Live Photos
Every iPhone photo secretly records ~3 seconds of video. Most people have thousands of these clips sitting in their library without knowing it. immich-memories can pull them from Immich and use them in your memory videos.
Demo: What burst merging looks like
Here's what happens when you rapid-fire 3 photos of an Italian hilltop. Each Live Photo is ~3 seconds. They overlap. The merger stitches them into one continuous clip:
Individual source clips (3 separate Live Photos):
Merged result (4.5 seconds of continuous footage):
Bike race: 6 Live Photos merged into 8.4 seconds:
How it works
- Discovery: queries Immich for IMAGE assets with a linked
livePhotoVideoId - Person filtering: searches by person with no asset type filter, then filters client-side for live photos (Immich quirk)

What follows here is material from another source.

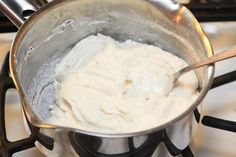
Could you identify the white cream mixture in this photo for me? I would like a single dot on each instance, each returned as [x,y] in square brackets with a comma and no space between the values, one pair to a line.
[106,86]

- Neighbor expansion: untagged live photos taken within the merge window of a tagged one get pulled in automatically
- Clustering: groups photos taken within a configurable time window (default 10.0s) into bursts
- Spectrogram alignment: cross-correlates audio between overlapping clips to find the exact temporal offset (sample-accurate, ~10ms per pair)
- Burst merging: stitches clips with shutter-centered cuts, exposure normalization, and 30ms audio fade at boundaries
- Prioritization: if there's enough regular video, live photos are available but not pre-selected
Video prioritization
Real video clips are almost always better than live photo clips: longer, better stabilized, intentionally filmed. So when you enable live photos, immich-memories checks whether your regular videos already cover the target duration. If they do, live photos show up in the review grid (with a purple "Live" badge) but unchecked by default. You can manually add any that look good.
If there aren't enough regular videos to fill the target, live photos get selected automatically to make up the difference.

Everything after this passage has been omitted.